I thought perhaps this is a function of airports, but then I remembered Portland's Airport and then today I got off at SFO to a sea of local-feeling restaurants. Maybe it's just the volume of New York City airports that makes their food outlets so lacking in warmth or personality. The Oyster Bar people made an attempt (they even put in faux Grand Central terra cotta ceilings tiles), yet somehow it feels more like a postmodern cafeteria then a place you'd actually want to eat. I did end up eating there, however.
Gallager's fares a little better decor-wise; all the wood and gingham table cloths add a much needed warmth and the glass cased refrigerator at the front of the restaurant filled with drying cow carcass does indeed add a note of authenticity.
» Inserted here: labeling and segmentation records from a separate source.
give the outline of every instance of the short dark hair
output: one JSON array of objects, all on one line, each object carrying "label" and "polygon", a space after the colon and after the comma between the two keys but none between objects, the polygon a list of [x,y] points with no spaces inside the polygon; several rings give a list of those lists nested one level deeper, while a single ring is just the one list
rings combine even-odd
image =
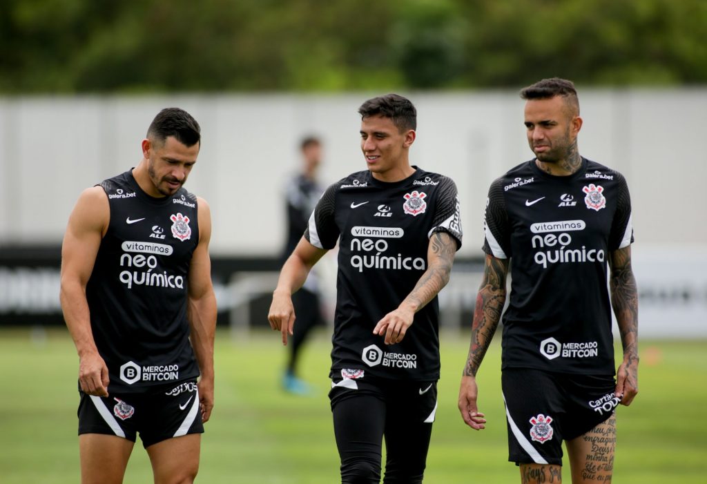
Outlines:
[{"label": "short dark hair", "polygon": [[386,94],[369,99],[358,108],[361,119],[369,116],[390,118],[401,133],[417,128],[417,110],[410,100],[397,94]]},{"label": "short dark hair", "polygon": [[193,146],[201,141],[201,129],[191,114],[178,107],[166,107],[152,120],[147,129],[147,137],[163,143],[168,136],[174,136],[186,146]]},{"label": "short dark hair", "polygon": [[319,146],[321,144],[322,142],[320,141],[319,138],[313,135],[310,135],[305,136],[302,138],[302,141],[300,141],[300,149],[303,151],[310,146],[314,145],[315,146]]},{"label": "short dark hair", "polygon": [[550,99],[555,96],[562,96],[568,105],[573,107],[579,114],[579,99],[574,83],[567,79],[553,77],[539,81],[534,84],[520,90],[522,99]]}]

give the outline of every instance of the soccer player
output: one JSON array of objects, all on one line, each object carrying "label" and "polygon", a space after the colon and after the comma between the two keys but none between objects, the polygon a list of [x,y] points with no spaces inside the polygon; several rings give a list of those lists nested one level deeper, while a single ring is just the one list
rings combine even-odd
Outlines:
[{"label": "soccer player", "polygon": [[[287,240],[283,257],[286,259],[297,247],[307,228],[310,215],[324,189],[317,181],[317,170],[322,160],[322,143],[318,138],[307,136],[300,144],[301,172],[287,182]],[[303,346],[315,326],[324,324],[320,296],[320,281],[314,271],[309,273],[304,285],[292,295],[297,314],[297,325],[288,347],[287,366],[283,376],[285,391],[296,395],[311,391],[309,385],[297,377],[297,362]]]},{"label": "soccer player", "polygon": [[[468,425],[484,428],[474,420],[475,376],[501,317],[510,265],[501,367],[509,461],[520,466],[522,483],[561,482],[564,441],[573,483],[608,482],[614,410],[638,392],[629,189],[620,173],[580,156],[582,118],[571,82],[544,79],[520,95],[535,158],[489,191],[484,275],[459,408]],[[609,299],[624,347],[616,379]]]},{"label": "soccer player", "polygon": [[85,190],[69,217],[61,302],[79,357],[85,484],[122,482],[137,432],[156,483],[197,475],[216,316],[209,206],[182,187],[200,140],[191,115],[163,110],[137,167]]},{"label": "soccer player", "polygon": [[368,170],[330,186],[282,268],[268,319],[293,333],[291,295],[339,241],[329,393],[342,483],[421,483],[437,408],[437,293],[462,242],[451,179],[411,166],[416,112],[389,94],[365,102]]}]

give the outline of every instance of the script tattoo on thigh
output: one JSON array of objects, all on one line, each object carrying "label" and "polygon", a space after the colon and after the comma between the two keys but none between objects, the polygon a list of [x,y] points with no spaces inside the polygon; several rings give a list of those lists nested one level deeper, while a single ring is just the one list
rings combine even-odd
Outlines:
[{"label": "script tattoo on thigh", "polygon": [[537,484],[537,483],[561,484],[562,468],[552,464],[521,466],[520,482],[521,484]]},{"label": "script tattoo on thigh", "polygon": [[582,478],[597,483],[612,482],[614,472],[614,452],[617,443],[617,419],[614,414],[606,422],[585,434],[582,439],[591,444],[586,456]]}]

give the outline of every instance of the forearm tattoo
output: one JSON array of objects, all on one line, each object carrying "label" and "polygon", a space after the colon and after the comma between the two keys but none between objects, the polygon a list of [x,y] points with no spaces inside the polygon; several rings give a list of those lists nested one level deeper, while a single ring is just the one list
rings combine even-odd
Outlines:
[{"label": "forearm tattoo", "polygon": [[603,424],[588,432],[582,436],[582,439],[591,444],[591,449],[585,457],[582,478],[585,482],[612,482],[617,443],[616,415],[612,415]]},{"label": "forearm tattoo", "polygon": [[506,303],[506,278],[508,273],[508,259],[487,255],[484,268],[484,279],[477,295],[472,323],[472,341],[464,375],[476,376],[491,344]]},{"label": "forearm tattoo", "polygon": [[449,282],[454,256],[457,253],[457,242],[449,234],[436,232],[430,240],[430,249],[435,256],[430,258],[427,270],[405,298],[417,309],[434,299]]},{"label": "forearm tattoo", "polygon": [[621,334],[624,354],[638,358],[638,290],[631,267],[630,248],[614,251],[610,258],[612,304]]}]

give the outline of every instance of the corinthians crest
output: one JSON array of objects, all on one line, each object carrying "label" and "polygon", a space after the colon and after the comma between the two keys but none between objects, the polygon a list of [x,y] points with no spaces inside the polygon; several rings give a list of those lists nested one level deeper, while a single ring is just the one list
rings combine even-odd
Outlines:
[{"label": "corinthians crest", "polygon": [[587,194],[584,197],[584,203],[587,204],[588,208],[593,208],[597,212],[607,206],[607,199],[602,194],[604,187],[601,185],[595,185],[593,183],[589,184],[589,187],[585,187],[582,191]]},{"label": "corinthians crest", "polygon": [[132,417],[132,414],[135,413],[135,408],[132,405],[128,405],[122,400],[119,399],[114,398],[113,400],[118,402],[113,407],[113,413],[116,417],[122,420],[124,420],[126,418],[130,418]]},{"label": "corinthians crest", "polygon": [[412,193],[405,194],[404,196],[405,203],[402,205],[403,211],[413,216],[425,213],[427,208],[427,202],[424,201],[424,198],[427,196],[425,192],[415,190]]},{"label": "corinthians crest", "polygon": [[189,217],[185,217],[181,213],[173,214],[170,216],[170,220],[174,222],[172,224],[172,235],[175,236],[175,238],[184,242],[192,237],[192,228],[189,226]]},{"label": "corinthians crest", "polygon": [[530,427],[530,438],[537,442],[544,444],[546,440],[552,438],[552,427],[550,423],[552,422],[552,417],[545,416],[539,414],[537,417],[530,419],[532,427]]}]

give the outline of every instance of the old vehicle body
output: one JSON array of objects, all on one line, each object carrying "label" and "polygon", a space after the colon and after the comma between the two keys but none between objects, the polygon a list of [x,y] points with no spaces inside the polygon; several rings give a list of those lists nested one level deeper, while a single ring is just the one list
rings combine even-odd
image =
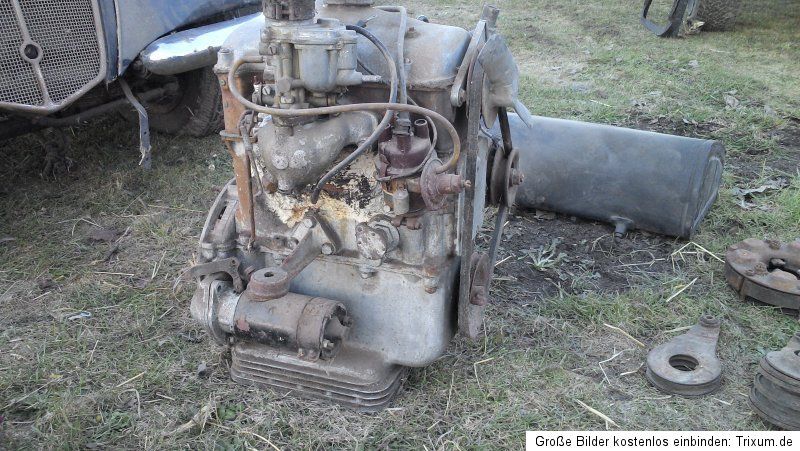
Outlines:
[{"label": "old vehicle body", "polygon": [[[0,139],[49,126],[74,125],[138,98],[155,128],[186,126],[199,105],[191,71],[153,74],[140,52],[174,32],[238,15],[256,0],[69,0],[0,2]],[[177,68],[180,69],[180,68]],[[194,68],[199,69],[199,68]],[[130,87],[126,95],[125,86]],[[215,84],[210,84],[215,88]],[[218,107],[214,93],[206,93]],[[218,96],[218,94],[217,94]],[[191,97],[191,98],[190,98]],[[196,134],[219,123],[210,110]],[[162,120],[159,120],[162,119]],[[199,121],[205,123],[199,124]],[[170,130],[171,129],[171,130]]]}]

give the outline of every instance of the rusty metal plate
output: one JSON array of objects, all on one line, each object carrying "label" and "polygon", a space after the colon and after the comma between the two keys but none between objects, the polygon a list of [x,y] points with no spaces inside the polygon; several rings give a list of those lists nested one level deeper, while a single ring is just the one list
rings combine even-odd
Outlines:
[{"label": "rusty metal plate", "polygon": [[647,380],[674,395],[702,396],[722,382],[722,365],[716,356],[720,321],[703,315],[689,332],[654,348],[647,355]]},{"label": "rusty metal plate", "polygon": [[800,310],[800,240],[750,238],[725,256],[725,278],[741,299]]},{"label": "rusty metal plate", "polygon": [[800,430],[800,332],[785,348],[761,359],[750,406],[769,423]]}]

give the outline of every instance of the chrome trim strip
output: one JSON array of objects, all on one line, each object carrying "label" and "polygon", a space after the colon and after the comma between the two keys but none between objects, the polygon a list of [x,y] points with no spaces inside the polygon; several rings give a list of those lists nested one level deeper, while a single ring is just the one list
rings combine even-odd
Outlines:
[{"label": "chrome trim strip", "polygon": [[217,62],[217,51],[239,27],[264,22],[259,12],[236,19],[173,33],[153,42],[140,54],[144,67],[159,75],[174,75]]}]

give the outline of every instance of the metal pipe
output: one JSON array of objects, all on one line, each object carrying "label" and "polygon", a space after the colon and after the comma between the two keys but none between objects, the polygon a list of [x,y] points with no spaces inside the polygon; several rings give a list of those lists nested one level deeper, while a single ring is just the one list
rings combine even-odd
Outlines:
[{"label": "metal pipe", "polygon": [[[164,85],[163,87],[151,89],[150,91],[145,91],[141,94],[137,93],[136,96],[140,101],[148,102],[165,95],[177,93],[178,90],[179,86],[177,83],[169,83]],[[44,117],[33,118],[31,119],[31,123],[42,127],[70,127],[74,125],[81,125],[82,123],[86,122],[91,118],[119,110],[126,106],[130,106],[130,102],[128,102],[128,100],[125,97],[121,97],[119,99],[112,100],[111,102],[89,108],[87,110],[81,111],[80,113],[75,113],[70,116],[65,116],[65,117],[44,116]]]},{"label": "metal pipe", "polygon": [[[516,203],[689,238],[717,198],[719,141],[510,114],[525,182]],[[493,134],[499,136],[495,127]]]}]

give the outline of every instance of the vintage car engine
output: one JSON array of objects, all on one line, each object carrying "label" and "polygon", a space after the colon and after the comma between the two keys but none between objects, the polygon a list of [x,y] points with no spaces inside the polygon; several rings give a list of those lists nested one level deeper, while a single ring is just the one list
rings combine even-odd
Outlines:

I'm not a steak house kind of guy, so eating breakfast (of all meals) there wasn't an option.
What I really wanted was a Balthasar type place. Actually I think a Balthasar's, which is still a big corporate restaurant, but one done so well that it's French bistro theme park decor would actually be unique in an airport environment, especially if they recreated it with the same panache they did at their Soho flagship.
Vino Volo is my favorite place to hang out at terminal C. They have a selection of small bites and lots of well chosen wines by the glass or the bottle, but no breakfast. They have also stayed small which has allowed them to keep a warmer, more casual, less corporate feel.